Isso pareceu algo incrivelmente difícil de fazer, então quem o fez primeiro foi o lobo cinza. Um latido deixou seus lábios de forma súbita, provavelmente a fim de intimidar aqueles que o haviam capturado. No entanto, tudo o que conseguiu foram duas coisas. A primeira, um sibilar de Margareth, o corpo voltando a liberar faíscas azuis. A segunda foi a atenção de Chiyo, seus olhos faiscando em sua direção, como um pequeno aviso de que estava monitorando a cena e de que, caso o Poochyena tentasse alguma coisa, estaria ali para intervir. De repente, o garoto se sentiu um tanto pressionado a dizer as primeiras palavras.

— Uh... — Começou, baixo demais para ser ouvido. Pigarreou, e assim que teve os olhos do Poochyena sobre si, continuou: — Hey, ahn... Você tá com fome, né?

Sua resposta foi um segundo rosnado, junto com um recuar de passos. Certamente que aquela não foi a melhor pergunta que o menino deveria ter feito, mas o que mais podia ter feito quando estava submetido a tamanho nervosismo?

— O que você quer comigo? — Veio a resposta trêmula, falhando em passar toda a raiva e ameaça que os dentes insinuavam. — Se for outra mordida, vou ter o prazer de dar.

— Sinta-se livre, então — O modo como Margareth o disse pareceu um convite amigável, apenas com uma carranca de aborrecimento e faíscas azuis aumentando mais e mais, quase a ponto de fazer o corpo brilhar em eletricidade. Provavelmente só não o fazia pela proximidade com Alex, ciente de que o menor toque dele em seus pelos azuis fazia o corpo do menino estremecer com a corrente elétrica.
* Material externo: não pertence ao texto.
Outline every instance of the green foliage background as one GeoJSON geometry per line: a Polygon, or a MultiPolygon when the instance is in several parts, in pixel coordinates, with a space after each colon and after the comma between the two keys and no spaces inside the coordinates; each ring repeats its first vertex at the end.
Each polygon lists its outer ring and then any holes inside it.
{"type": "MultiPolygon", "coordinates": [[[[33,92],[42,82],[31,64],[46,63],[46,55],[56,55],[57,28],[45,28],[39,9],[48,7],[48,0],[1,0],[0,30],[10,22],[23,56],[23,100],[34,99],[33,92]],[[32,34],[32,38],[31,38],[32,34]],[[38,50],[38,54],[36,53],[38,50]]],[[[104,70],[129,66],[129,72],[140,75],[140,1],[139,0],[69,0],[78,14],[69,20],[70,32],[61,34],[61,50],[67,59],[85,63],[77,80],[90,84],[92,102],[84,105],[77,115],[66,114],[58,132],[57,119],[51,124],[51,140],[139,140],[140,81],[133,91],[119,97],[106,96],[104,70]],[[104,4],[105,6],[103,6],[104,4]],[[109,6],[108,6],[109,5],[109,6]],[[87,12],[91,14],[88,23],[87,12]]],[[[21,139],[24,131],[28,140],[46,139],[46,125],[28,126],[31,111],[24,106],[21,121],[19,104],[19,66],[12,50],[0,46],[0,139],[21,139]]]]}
— Ei ei, não briguem, vocês dois! — advertiu Alex, chamando a atenção do cão novamente. — E eu não quero nada, só quero ajudar.

Uma sobrancelha foi erguida em resposta.

— Huh, anda difícil de encontrar humanos que me entendem. Isso deixa as coisas mais fáceis — murmurou, mais para si mesmo do que por qualquer outro dos presentes ali. — Mas ainda assim, o que você quer? Porque me capturou?
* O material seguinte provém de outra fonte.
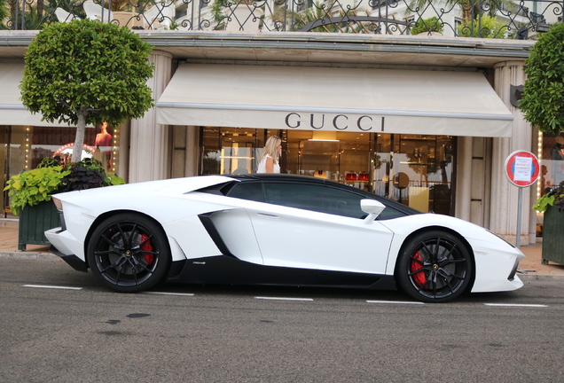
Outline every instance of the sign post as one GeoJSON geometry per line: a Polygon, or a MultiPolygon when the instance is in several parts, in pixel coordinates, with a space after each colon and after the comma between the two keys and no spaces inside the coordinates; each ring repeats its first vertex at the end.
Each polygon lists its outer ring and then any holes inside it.
{"type": "Polygon", "coordinates": [[[521,247],[521,225],[523,210],[523,188],[537,182],[540,174],[538,159],[530,152],[516,151],[509,154],[505,160],[505,175],[509,181],[519,187],[519,202],[517,207],[517,239],[515,246],[521,247]]]}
— Ué, você queria ter ficado lá, todo machucado, enquanto a gente ia embora sem dizer nada? Se você não percebeu ainda, fomos nós quem cuidamos de você — respondeu a Pokémon, bufando. Alex piscou para ela, por um momento, confuso com a estranha rudeza da pequena.

— É mais ou menos isso. — Continuou o treinador pela Shinx. — Foi mais pra querer te ajudar, mesmo. Quer dizer, você parecia com fome pra estar roubando minhas coisas...
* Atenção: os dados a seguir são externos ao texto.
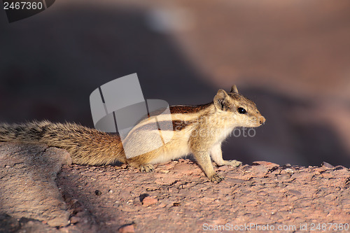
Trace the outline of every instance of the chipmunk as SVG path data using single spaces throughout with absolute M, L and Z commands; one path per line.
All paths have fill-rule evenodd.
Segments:
M 77 164 L 102 165 L 120 162 L 145 172 L 152 171 L 154 164 L 192 153 L 209 179 L 220 182 L 223 178 L 214 171 L 211 157 L 218 166 L 238 167 L 241 164 L 237 160 L 223 160 L 223 141 L 235 127 L 255 127 L 265 122 L 255 104 L 239 94 L 236 85 L 229 92 L 219 90 L 211 103 L 173 106 L 169 109 L 174 126 L 170 141 L 155 150 L 130 158 L 125 156 L 118 134 L 107 134 L 75 123 L 52 123 L 46 120 L 0 124 L 0 141 L 42 143 L 66 150 L 73 162 Z M 144 125 L 145 121 L 141 121 L 130 132 L 133 132 L 132 136 L 127 136 L 135 148 L 147 148 L 152 143 L 150 142 L 152 137 L 146 138 L 149 134 L 134 130 L 142 129 Z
— Só por querer ajudar, é? Está ainda mais difícil achar treinador que captura só pra ajudar.

— Tô falando sério, caramba! — Agora, havia um tom mais irritado em suas palavras. — Se você quiser comer alguma coisa, então okay, a gente te dá algo. Se quiser ficar, tudo bem, se não quiser, então pode ir. Não vou te obrigar a ficar comigo ou aceitar a comida.

Era verdade. A intenção de Alex era muito mais do que apenas capturar o pequeno. Admitia que gostaria de ter feito uma captura real, mas, ainda assim, força um Pokémon a ficar com ele era algo que iria além de seus ideais, além de sua própria ética. E que, acima de tudo, o iria fazer se arrepender de ter tentado, a culpa o consumiria antes de sequer pensar naquela possibilidade.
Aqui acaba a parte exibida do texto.